第四百二十九回隔壁茶寮傍酒家,美人擇偶眼睛瞎

  送走了燒烤天,五道營胡同也終于迎來了桑拿天。

  清平館已經好幾天都沒有什麼客人,因為這個世界但凡有腿兒的,都出去避暑了,就連書畫大會都歇息兩周,改在承德和大連舉辦聯誼活動去了。

  一進門小前院一角支着爬山虎架子的水井旁邊,今昭穿着T恤和大短褲,看着光着膀子在吃刨冰的老宋,滿臉的羨慕:“你們男人不用穿bra真是好啊……”

  老宋一邊挑着紅豆吃一邊回答:“其實你的情況,不穿也沒啥啊。”

  今昭順手拿起扇子照着老宋的腦袋飛了過去。

  “你們……今天還營業嗎?”有個熟悉的聲音說。

  今昭一擡頭,看見了胡同進來門口那個茶館的女老闆的合夥人,貓妖湖藍。

  門口那個茶館,一直以來走的都是比較高端的路線,人均動辄千八百,今昭是極少光顧的,因此和女老闆以及這位合夥人都不太熟。

  不過開門就是客,今昭還是放下扇子迎接:“開着呢,來點兒什麼?這邊的刨冰也是OK的。
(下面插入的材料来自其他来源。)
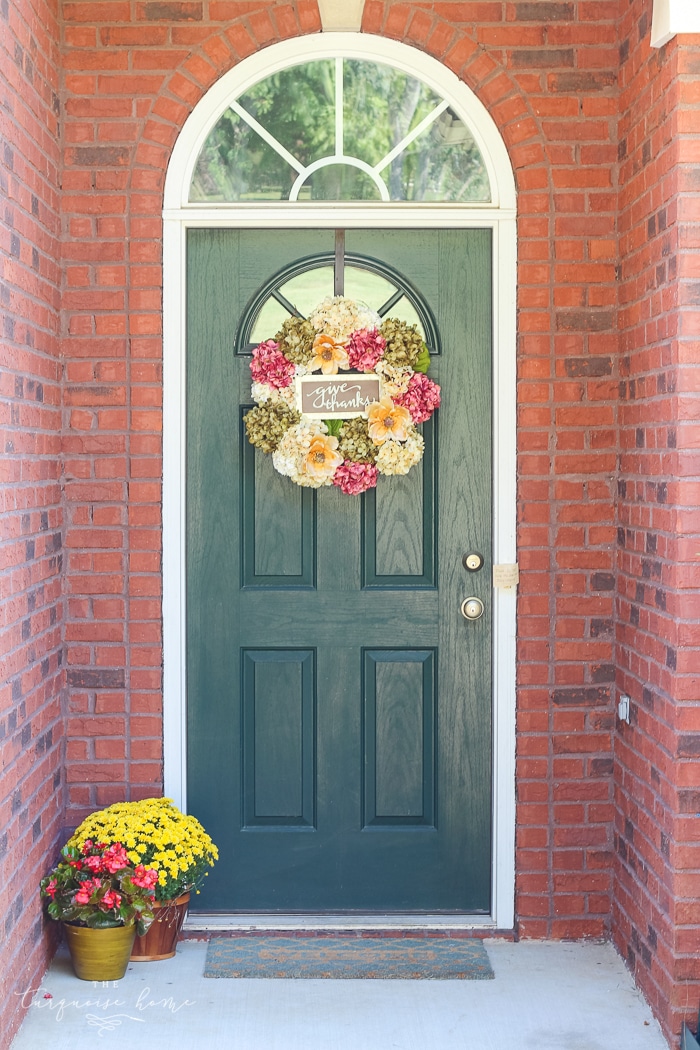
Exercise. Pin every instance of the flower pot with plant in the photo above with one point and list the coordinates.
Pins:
(104, 900)
(157, 836)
”順手還指了指老宋。

  貓妖湖藍那一隻湖色一隻藍色的漂亮眼睛眨了眨,臉上浮起一團紅暈:“不知道有沒有牡蛎,想要預定一些有牡蛎的菜,今晚來取。”

  老宋眼色深深地看着貓妖湖藍,露出了然的笑容,對今昭使眼色:“去把水鮮的菜譜拿來。”而後有對湖藍推薦,“您今兒來得正好,頭陣子我們有點特殊的牡蛎,叫做鬼眼。這東西長在揚子江裡,等閑人是抓不到的,個兒大肉又多,而且好吃不上火,那個效果也特别好……”
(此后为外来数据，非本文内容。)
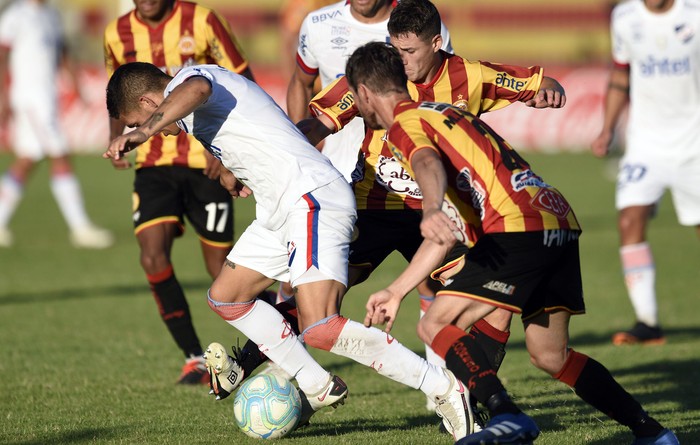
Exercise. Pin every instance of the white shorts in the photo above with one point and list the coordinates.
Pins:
(37, 133)
(315, 237)
(643, 180)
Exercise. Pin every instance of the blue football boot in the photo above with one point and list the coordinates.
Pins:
(665, 437)
(515, 429)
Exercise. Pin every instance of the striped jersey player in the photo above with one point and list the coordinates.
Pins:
(191, 35)
(382, 183)
(489, 184)
(327, 38)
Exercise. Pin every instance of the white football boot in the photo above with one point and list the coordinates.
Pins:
(224, 373)
(454, 409)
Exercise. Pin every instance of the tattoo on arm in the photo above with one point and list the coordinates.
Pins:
(155, 118)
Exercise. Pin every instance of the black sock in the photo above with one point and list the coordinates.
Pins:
(175, 313)
(492, 342)
(593, 383)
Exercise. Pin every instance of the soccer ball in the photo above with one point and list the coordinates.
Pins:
(267, 407)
  “那就這個鬼眼吧。”貓妖湖藍的臉紅得能滴出皿來。

  老宋刷地拿過今昭手裡的菜譜:“您看看想怎麼做?”

  貓妖湖藍掃了一眼,小聲說:“那就每樣來一份吧……”

  老宋擡起眼來,深深看了看貓妖湖藍,凝重地點了點頭。

  送走湖藍,今昭納悶地看着老宋:“你這個是什麼表情?”

  老宋拿着菜單,長歎一聲:“按照這個吃法,她恐怕一個星期都起不來床了啊……”

  “《本草綱目》記載:牡蛎肉多食之,能細活皮膚,補腎壯陽,并能治虛,解丹毒。”朱師傅在電話那頭帶着幾分笑意地說,“隻是吃多了也會很麻煩的。尤其是鬼眼,效果很強,就算是我們八荒界中人,最好每天不要超過兩隻。”

  “這樣啊……”今昭看了看她寫的單子上那各種做法,“要是吃多了呢?”

  “呵呵……”朱師傅的笑聲很值得人玩味。

  挂了電話,她坐在一旁看着陳清平收拾鬼眼。

  所謂的鬼眼,也是牡蛎的一種,隻不過這種牡蛎是那種有個十來年道行的,要是放着不吃,可能再過百八十年就可以成精了。這樣的牡蛎周身是青色的,若是夜間,可以看到其發着漂亮的熒光。

  按照朱師傅的說法,吃一個頂十個,效果拔群。

  胡思亂想間,傳統的牡蛎粥已經上了火,加了牡蛎乳的石花糕也脫了模具,要軟炸的牡蛎肉也沁入了黃酒腌制,拉絲的芝士也拿出了冷藏櫃。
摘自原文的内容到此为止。